JK: A equipa ao vivo traduz a música mais ou menos da mesma forma que no
álbum, por isso temos a sorte de trabalhar com músicos excelentes que
compreendem totalmente o que queremos transmitir no palco.
Depois de apoiar a
digressão europeia dos Thy Catafalque em 2024, fazer uma digressão com os
Bong-Ra e embarcar numa mini-digressão a solo no Chile, como é que a
experiência ao vivo moldou a vossa identidade como banda?

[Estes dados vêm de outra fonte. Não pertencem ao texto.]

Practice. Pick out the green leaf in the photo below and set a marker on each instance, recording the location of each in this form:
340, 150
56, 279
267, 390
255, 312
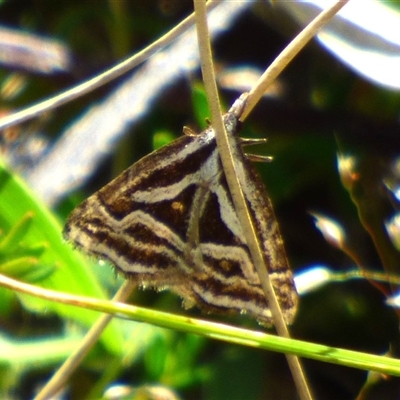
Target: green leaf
72, 273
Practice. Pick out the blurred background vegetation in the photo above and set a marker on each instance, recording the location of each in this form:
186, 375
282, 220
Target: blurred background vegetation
317, 110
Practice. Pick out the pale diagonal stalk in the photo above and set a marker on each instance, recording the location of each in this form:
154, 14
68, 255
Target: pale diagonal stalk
100, 80
239, 201
287, 55
216, 331
60, 378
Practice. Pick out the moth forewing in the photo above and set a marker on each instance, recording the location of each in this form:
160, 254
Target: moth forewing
168, 222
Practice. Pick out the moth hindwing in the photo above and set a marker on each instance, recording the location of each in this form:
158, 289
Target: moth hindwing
168, 222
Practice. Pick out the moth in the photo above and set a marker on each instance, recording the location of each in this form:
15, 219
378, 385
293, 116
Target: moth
168, 222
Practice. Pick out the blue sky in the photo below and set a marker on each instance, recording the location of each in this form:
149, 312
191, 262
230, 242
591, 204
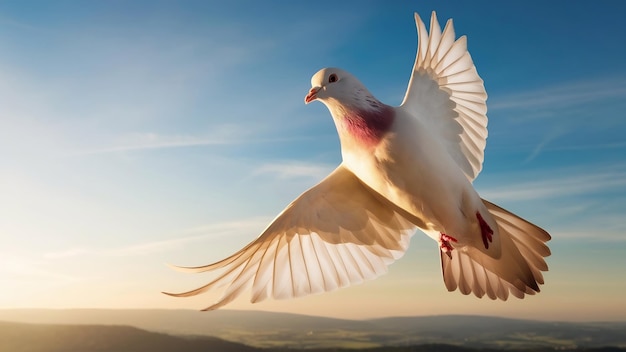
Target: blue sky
134, 134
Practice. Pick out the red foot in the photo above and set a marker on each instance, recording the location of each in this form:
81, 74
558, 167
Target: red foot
444, 243
485, 230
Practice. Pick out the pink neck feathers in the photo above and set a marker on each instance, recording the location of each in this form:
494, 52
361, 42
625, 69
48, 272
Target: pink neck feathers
369, 126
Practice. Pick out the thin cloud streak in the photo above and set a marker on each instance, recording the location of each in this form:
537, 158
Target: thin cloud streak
568, 94
294, 169
200, 233
164, 142
558, 187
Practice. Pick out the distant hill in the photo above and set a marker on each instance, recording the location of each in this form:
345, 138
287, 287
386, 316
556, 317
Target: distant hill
24, 337
280, 330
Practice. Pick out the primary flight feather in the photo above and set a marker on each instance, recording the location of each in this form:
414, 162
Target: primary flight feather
403, 168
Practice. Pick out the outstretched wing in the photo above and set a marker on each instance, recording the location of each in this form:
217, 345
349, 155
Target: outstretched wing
336, 234
516, 271
446, 93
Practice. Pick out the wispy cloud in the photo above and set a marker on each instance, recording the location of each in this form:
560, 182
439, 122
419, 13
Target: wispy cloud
186, 236
562, 185
564, 95
294, 169
23, 269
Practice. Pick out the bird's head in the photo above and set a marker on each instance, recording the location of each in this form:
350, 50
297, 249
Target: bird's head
335, 87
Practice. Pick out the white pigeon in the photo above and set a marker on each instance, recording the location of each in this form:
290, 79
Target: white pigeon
403, 167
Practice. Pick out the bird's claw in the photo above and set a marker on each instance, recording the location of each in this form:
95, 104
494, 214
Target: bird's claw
445, 245
485, 230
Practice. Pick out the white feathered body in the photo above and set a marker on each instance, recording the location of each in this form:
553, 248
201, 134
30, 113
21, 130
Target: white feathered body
403, 167
413, 170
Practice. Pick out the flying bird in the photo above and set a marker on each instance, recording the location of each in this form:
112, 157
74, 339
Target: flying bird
403, 168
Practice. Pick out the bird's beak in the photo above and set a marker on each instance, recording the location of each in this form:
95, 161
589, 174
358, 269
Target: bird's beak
312, 95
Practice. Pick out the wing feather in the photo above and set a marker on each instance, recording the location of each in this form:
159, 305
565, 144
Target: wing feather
444, 72
517, 271
336, 234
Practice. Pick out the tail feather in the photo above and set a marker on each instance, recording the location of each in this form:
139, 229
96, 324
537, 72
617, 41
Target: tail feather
517, 271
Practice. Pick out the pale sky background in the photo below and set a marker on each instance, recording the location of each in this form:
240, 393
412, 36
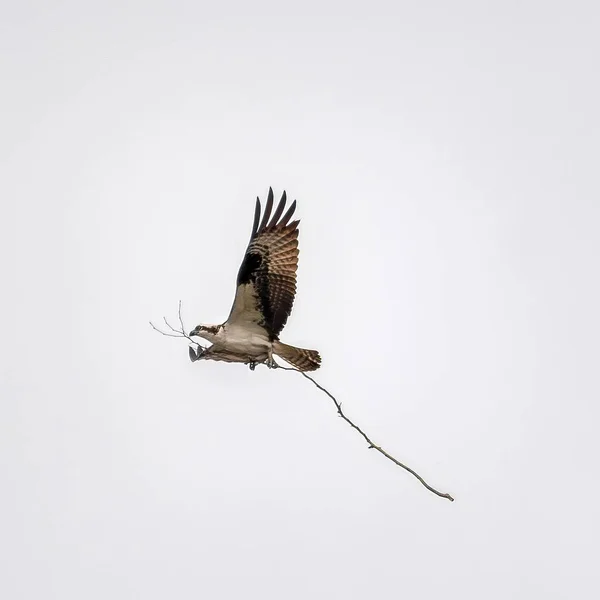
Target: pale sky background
444, 156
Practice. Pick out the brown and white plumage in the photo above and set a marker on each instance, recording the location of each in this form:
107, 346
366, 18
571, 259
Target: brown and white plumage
266, 287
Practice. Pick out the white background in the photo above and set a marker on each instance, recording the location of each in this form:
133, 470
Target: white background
444, 157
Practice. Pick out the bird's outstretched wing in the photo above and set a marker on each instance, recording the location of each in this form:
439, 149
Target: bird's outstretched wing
266, 283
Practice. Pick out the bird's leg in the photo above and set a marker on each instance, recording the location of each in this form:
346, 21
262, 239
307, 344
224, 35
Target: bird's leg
270, 362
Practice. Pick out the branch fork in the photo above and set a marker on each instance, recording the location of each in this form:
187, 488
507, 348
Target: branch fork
196, 353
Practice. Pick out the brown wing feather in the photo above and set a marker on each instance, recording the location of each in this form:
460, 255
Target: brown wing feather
266, 283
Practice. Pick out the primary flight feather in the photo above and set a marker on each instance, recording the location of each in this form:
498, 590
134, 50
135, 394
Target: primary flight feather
264, 296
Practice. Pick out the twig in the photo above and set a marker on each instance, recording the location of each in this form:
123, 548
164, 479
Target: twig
180, 333
372, 445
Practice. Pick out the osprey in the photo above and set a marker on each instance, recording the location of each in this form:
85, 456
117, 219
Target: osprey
266, 285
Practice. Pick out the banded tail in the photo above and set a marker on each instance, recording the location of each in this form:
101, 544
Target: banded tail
303, 360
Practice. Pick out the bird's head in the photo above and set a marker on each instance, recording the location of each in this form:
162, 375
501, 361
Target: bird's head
208, 332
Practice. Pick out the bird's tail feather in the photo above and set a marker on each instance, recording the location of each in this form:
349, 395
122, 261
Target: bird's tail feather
303, 360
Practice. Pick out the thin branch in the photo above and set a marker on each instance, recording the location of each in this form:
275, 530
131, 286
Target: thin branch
372, 445
176, 332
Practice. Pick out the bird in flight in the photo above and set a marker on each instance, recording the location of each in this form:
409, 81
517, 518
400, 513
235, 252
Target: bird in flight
266, 286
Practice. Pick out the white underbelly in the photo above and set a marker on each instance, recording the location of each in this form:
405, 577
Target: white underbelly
247, 341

MH: Muitos de nós atuamos em palco há 25-30 anos, e alguns de nós já
tínhamos partilhado o palco antes, por isso houve poucas surpresas nesse
aspeto. Quanto à química entre nós, atrevo-me a dizer que, no nosso caso, ela
surgiu muito rapidamente.
Obrigado pelo vosso
tempo. Gostariam de deixar alguma mensagem para os fãs que vão ouvir The Answer
Lies In The Black Void pela primeira vez?
MH: Estamos cientes de que a nossa música não é para todos. Ela exige toda
a sua atenção e uma mente aberta, mas, quando ressoa, mundos inteiros se podem
abrir. Ela é repleta de emoções e força. Com a nossa música, podes experimentar
tanto profundidades quanto alturas, envoltas em vibrações góticas e sombrias, apresentando
fragilidade e peso, escuridão e luz.